DexSynRefine is closer to DexImit in that it also learns from human-object interaction data rather than direct robot teleoperation. Its pipeline combines a generative HOI motion prior, task-space residual RL, and contact-and-dynamics adaptation, and improves over kinematic retargeting by 50–70 percentage points on five real-robot tasks (Lee et al., 7 May 2026). The distinction is methodological: DexSynRefine starts from sparse HOI demonstrations with explicit human motion capture and uses RL to refine references, while DexImit starts from monocular videos, synthesizes robot trajectories through reconstruction and planning, and trains a 3D diffusion policy by imitation (Mu et al., 10 Feb 2026).

DexSim2Real provides an orthogonal comparison. It is a pure RL framework trained entirely in simulation, with Foundation Model-Guided Domain Randomization, a Tactile-Visual Cross-Attention Policy, and a Progressive Skill Curriculum, and it emphasizes zero-shot sim-to-real transfer without real demonstrations (Zeng et al., 3 May 2026). DexImit, by contrast, is not an RL-only alternative; it treats human videos as the scalable data source and uses synthetic robot demonstrations to train policies (Mu et al., 10 Feb 2026).

DexImit’s limitations define its current scope.

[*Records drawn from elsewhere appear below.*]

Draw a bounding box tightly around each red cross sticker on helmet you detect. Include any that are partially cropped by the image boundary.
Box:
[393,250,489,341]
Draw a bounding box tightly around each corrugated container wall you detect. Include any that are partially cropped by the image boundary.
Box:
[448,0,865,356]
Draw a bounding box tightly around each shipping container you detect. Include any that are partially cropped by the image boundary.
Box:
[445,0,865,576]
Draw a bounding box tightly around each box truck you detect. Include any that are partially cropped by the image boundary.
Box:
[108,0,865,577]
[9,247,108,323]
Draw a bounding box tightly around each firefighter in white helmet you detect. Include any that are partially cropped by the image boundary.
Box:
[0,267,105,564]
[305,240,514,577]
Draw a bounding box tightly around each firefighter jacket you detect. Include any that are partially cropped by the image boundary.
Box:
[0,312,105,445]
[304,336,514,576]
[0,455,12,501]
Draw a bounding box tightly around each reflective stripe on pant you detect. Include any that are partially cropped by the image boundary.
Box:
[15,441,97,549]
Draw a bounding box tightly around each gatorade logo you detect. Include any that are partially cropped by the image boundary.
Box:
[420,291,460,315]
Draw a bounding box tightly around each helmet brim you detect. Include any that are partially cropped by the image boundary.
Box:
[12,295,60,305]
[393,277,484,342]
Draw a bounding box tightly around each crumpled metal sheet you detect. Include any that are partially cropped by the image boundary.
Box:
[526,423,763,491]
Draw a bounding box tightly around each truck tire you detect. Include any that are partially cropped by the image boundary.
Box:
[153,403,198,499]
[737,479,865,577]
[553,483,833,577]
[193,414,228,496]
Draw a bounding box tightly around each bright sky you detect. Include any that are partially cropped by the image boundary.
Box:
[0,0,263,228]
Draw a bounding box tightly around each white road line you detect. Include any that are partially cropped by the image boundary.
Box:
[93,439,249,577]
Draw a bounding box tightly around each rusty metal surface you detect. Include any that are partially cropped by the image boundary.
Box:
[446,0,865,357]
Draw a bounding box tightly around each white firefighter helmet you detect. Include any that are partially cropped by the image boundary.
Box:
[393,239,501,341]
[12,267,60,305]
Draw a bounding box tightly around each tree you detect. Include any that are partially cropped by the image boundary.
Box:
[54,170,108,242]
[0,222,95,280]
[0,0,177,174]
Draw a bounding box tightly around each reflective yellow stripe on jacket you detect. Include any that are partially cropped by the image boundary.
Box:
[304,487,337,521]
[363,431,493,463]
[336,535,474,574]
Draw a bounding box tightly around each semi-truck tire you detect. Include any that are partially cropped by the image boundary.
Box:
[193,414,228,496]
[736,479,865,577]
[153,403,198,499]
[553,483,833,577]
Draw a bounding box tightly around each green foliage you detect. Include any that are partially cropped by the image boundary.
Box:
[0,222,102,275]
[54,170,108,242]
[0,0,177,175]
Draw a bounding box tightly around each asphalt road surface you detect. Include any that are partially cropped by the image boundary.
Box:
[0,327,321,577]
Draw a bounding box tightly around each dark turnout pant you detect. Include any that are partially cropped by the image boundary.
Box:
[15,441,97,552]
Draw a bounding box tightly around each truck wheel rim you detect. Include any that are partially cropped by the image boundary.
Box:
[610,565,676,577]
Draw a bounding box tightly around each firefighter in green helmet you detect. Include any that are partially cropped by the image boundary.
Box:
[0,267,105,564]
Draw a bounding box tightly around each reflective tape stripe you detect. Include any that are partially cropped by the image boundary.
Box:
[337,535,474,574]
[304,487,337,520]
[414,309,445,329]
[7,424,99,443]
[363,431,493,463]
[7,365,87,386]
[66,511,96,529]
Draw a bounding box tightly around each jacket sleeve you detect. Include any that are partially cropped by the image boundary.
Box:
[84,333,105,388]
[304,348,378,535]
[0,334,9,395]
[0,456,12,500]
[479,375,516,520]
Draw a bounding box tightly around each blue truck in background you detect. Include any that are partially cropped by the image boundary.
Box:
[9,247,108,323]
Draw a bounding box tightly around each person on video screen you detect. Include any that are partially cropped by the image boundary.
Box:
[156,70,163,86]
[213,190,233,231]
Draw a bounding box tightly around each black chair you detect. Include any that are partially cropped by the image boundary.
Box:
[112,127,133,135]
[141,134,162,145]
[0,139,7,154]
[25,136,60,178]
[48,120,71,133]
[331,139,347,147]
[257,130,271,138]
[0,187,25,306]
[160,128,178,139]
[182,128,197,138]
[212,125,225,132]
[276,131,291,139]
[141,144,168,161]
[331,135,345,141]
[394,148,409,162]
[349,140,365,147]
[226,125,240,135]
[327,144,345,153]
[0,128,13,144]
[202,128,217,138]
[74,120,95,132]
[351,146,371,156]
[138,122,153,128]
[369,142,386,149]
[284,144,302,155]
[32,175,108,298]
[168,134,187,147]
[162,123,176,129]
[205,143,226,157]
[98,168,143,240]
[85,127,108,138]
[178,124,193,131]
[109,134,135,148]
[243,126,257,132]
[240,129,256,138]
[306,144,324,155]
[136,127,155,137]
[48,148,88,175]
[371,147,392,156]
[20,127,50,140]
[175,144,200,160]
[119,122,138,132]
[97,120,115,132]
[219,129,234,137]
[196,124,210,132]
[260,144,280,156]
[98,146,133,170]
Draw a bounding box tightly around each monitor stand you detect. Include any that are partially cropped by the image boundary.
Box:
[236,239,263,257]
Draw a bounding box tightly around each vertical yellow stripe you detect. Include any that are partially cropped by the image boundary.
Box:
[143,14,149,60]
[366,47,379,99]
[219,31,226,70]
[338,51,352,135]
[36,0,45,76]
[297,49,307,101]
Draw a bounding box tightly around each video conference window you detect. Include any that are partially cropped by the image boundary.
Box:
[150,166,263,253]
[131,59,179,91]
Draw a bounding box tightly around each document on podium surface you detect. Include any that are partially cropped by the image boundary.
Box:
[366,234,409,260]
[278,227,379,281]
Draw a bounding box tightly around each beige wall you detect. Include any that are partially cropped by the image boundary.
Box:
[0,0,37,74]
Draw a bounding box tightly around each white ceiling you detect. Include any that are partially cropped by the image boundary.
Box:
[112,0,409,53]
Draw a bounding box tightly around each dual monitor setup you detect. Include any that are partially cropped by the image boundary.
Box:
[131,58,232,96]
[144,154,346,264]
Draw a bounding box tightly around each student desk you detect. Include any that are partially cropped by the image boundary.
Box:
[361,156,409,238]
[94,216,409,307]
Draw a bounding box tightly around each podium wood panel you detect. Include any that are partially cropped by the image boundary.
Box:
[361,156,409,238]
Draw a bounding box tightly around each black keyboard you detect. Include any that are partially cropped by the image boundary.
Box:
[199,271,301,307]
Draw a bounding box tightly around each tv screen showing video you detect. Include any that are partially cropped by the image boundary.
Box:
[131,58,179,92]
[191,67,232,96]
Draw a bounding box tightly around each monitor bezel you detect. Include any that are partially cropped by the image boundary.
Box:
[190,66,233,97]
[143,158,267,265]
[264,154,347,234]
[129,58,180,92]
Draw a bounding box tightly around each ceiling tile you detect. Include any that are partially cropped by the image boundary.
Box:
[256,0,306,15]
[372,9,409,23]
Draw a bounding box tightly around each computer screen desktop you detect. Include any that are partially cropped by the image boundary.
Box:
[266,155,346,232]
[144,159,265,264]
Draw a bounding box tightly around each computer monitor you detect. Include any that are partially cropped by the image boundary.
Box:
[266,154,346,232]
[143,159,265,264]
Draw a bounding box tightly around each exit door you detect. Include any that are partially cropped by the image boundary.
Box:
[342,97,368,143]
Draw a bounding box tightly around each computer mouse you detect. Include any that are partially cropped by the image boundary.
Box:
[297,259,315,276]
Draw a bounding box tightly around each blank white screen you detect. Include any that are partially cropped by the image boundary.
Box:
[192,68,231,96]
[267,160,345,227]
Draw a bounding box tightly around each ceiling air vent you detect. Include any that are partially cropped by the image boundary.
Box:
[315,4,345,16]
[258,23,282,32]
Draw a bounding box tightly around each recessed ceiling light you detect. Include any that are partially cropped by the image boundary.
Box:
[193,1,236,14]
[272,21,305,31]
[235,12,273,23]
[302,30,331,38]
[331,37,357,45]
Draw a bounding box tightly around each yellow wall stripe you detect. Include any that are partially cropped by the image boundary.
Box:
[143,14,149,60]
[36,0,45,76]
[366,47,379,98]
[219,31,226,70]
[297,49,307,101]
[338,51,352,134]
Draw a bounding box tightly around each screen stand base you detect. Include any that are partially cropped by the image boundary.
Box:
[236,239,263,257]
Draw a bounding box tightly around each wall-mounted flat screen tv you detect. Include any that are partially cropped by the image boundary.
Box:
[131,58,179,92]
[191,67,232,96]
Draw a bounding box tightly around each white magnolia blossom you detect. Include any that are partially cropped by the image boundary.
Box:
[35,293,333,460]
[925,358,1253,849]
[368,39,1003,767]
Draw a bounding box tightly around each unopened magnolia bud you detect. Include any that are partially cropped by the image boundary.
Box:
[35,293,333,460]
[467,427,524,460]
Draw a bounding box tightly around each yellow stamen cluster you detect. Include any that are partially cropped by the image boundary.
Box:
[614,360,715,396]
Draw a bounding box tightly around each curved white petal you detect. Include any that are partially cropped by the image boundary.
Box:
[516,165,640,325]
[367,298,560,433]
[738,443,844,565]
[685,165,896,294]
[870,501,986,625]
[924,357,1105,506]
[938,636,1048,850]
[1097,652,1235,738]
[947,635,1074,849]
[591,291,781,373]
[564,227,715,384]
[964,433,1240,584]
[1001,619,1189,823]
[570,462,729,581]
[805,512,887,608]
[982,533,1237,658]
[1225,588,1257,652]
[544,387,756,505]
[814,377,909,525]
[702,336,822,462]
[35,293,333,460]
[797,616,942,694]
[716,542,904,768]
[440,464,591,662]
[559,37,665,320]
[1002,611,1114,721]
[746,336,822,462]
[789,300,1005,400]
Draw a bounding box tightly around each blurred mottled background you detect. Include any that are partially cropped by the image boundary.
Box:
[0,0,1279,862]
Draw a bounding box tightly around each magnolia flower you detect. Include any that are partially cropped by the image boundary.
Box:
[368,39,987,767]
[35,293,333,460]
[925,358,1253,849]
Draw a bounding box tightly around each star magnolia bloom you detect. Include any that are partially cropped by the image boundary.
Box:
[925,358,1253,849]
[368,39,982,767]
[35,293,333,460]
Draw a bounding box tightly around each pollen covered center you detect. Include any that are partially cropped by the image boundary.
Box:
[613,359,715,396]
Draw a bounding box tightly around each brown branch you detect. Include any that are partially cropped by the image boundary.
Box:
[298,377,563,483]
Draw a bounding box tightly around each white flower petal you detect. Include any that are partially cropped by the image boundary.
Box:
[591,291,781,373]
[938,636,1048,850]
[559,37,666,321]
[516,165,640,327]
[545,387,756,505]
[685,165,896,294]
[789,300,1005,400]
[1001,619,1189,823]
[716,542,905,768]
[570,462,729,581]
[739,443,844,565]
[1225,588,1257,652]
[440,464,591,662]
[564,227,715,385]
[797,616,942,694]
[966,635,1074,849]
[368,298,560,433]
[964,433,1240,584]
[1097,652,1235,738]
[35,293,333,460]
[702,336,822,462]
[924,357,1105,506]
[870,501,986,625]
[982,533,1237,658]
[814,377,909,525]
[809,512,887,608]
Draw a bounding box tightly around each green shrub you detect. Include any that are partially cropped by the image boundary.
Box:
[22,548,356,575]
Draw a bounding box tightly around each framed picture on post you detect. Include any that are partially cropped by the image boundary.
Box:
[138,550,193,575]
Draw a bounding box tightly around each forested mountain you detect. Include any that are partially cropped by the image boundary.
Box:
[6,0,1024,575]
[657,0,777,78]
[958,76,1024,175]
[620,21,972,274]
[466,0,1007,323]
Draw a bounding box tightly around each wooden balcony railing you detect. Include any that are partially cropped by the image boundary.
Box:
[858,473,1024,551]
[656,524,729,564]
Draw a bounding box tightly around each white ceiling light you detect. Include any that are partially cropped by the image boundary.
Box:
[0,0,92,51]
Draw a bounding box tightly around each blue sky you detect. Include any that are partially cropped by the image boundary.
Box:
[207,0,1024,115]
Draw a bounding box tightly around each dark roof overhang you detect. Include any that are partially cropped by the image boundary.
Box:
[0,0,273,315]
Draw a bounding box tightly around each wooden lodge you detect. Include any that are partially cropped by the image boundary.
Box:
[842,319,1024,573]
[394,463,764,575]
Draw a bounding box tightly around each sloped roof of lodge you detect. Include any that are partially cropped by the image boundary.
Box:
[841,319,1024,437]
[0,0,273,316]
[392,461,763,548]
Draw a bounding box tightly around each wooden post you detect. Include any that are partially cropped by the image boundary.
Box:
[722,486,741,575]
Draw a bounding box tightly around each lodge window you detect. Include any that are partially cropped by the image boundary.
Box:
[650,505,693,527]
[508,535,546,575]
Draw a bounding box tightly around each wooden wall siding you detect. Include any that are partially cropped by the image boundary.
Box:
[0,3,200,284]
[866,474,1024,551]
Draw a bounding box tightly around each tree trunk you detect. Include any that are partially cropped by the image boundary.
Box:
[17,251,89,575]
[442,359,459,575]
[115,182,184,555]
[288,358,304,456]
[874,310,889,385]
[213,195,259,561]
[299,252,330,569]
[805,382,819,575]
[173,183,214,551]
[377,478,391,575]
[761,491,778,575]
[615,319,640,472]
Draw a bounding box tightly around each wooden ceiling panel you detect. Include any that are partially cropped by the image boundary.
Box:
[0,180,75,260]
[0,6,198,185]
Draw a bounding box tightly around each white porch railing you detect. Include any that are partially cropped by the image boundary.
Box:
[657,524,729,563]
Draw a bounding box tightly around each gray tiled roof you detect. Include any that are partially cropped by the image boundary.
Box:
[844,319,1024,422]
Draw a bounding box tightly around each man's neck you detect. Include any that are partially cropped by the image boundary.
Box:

The authors identify pipeline modularity and error propagation, the absence of support for deformable or articulated objects, the lack of in-hand manipulation, a tabletop-only assumption, and limited fully automatic quality for very long-horizon tasks, where manual correction can still be useful. These limitations constrain the present system, but they also clarify its contribution: an automated route from monocular human video to robot-executable, bimanual dexterous behavior under near-metric reconstruction, structured scheduling, physics-aware synthesis, and zero-shot deployment (Mu et al., 10 Feb 2026).